In November, 1944, the Japanese began launching unmanned bomb-carrying balloons, which travelled on prevailing winds across the Pacific Ocean to North America. It was hoped that the balloons would start forest fires and cause general panic among the population.
The balloons began their three to five day journey from Japan at an altitude of about 35,000 feet, usually travelling at speeds between 80 and 120 miles per hour. As gas slowly leaked from the balloons, they descended in altitude. When they fell to about 25,000 feet, a barometric pressure switch would cause one of the ballast sandbags to be dropped, and the balloons would rise again to 35,000 feet. This up and down pattern continued as the balloons crossed the Pacific Ocean. When the balloons reached the west coast of North America, they were supposed to have exhausted their supply of ballast sandbags and the bombs would then be used as ballast, with one bomb being dropped with each descent to 25,000 feet as they travelled across land. After the final bomb was dropped, a fuse would be ignited and the balloons would destroy themselves in bright orange fireballs.
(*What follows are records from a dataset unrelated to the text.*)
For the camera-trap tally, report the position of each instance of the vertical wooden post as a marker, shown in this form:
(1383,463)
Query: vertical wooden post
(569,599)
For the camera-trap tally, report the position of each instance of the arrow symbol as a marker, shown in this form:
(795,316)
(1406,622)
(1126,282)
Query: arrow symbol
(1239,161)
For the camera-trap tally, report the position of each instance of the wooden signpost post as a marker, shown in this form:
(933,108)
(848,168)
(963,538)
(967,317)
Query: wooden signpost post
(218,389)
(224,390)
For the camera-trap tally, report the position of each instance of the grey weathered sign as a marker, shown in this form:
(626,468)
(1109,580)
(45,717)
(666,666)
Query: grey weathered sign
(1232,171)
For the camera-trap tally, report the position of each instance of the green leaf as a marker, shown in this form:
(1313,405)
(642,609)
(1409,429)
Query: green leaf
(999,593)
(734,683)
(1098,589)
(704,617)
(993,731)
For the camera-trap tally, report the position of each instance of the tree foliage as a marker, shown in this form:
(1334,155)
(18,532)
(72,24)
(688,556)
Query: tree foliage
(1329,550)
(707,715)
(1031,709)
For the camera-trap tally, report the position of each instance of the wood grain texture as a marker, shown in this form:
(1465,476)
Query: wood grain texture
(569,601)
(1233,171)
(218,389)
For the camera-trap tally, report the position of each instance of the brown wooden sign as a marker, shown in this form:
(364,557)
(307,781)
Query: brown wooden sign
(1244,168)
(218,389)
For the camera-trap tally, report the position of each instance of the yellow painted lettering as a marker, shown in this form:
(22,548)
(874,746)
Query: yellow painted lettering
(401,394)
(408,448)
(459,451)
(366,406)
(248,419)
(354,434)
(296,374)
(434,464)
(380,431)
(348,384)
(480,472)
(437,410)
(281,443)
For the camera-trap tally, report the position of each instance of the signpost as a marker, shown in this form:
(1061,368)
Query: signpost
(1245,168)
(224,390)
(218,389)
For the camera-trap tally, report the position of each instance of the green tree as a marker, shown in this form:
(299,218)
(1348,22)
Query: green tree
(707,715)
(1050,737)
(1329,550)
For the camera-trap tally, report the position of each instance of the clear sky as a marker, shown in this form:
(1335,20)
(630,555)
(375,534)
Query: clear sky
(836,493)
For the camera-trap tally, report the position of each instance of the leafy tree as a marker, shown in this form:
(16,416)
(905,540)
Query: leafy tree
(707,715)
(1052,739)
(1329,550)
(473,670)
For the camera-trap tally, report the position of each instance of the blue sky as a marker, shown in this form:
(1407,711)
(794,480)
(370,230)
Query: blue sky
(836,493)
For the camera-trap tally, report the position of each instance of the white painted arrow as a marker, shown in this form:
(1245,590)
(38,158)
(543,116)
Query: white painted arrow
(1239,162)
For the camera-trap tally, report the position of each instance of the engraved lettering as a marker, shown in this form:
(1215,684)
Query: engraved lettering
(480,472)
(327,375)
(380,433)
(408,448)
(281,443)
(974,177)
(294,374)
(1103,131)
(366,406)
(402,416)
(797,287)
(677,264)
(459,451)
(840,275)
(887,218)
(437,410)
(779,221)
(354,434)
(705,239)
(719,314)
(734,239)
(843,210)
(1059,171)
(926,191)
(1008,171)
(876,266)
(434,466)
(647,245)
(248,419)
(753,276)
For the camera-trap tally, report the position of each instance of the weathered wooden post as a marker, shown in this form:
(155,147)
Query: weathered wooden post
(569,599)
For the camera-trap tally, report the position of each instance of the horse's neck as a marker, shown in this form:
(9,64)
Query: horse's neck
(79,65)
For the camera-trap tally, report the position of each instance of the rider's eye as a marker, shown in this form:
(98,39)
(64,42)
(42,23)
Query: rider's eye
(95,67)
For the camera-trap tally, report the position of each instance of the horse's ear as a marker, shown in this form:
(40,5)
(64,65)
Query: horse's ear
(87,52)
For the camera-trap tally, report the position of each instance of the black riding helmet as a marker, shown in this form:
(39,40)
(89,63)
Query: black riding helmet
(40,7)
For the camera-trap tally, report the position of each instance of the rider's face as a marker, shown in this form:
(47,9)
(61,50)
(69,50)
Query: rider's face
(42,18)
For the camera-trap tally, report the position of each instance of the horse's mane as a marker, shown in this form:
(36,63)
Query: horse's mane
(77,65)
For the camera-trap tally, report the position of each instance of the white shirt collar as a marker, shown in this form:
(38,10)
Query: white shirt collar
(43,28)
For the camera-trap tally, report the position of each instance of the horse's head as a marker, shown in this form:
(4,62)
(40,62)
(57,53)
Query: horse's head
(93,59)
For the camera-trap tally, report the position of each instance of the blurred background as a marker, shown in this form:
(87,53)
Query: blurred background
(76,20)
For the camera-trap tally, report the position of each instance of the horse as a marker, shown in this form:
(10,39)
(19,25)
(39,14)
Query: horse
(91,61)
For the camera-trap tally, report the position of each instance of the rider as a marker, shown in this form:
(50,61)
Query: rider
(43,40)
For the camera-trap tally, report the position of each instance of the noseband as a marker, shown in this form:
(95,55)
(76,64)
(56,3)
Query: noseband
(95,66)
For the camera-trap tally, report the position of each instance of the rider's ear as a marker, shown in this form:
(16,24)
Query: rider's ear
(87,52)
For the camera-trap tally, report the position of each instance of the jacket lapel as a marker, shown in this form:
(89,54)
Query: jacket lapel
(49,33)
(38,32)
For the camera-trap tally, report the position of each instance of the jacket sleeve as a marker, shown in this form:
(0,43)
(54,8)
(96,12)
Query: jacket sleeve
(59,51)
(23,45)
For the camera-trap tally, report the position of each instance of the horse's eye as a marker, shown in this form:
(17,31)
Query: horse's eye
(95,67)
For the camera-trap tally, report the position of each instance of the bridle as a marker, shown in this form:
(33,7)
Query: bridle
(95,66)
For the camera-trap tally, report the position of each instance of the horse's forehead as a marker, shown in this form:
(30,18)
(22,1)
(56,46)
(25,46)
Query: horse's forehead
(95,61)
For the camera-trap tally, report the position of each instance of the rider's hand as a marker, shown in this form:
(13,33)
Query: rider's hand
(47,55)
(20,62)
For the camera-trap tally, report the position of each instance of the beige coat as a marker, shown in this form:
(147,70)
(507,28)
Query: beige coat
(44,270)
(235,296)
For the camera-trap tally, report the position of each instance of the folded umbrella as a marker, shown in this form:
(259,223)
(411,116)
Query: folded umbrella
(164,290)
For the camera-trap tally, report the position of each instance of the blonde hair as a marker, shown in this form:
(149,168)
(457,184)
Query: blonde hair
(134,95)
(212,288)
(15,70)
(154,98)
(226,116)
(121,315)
The first discovery of a balloon in North America was made by two woodchoppers, who discovered a balloon on the ground near Kalispell, Montana in December, 1944. It was determined that the balloon originated in Japan by analyzing beach sand from one of the balloon's ballast sandbags. Tight censorship was immediately imposed on further balloon sightings, since it was feared that disclosing when and where balloons were being found would encourage the enemy to launch more balloons and perfect their delivery. The period of censorship appeared to have served its purpose, since it was later learned that the Japanese scaled down and eventually abandoned the balloon launchings, considering them ineffective since they had heard of very few balloons reaching U.S. territory.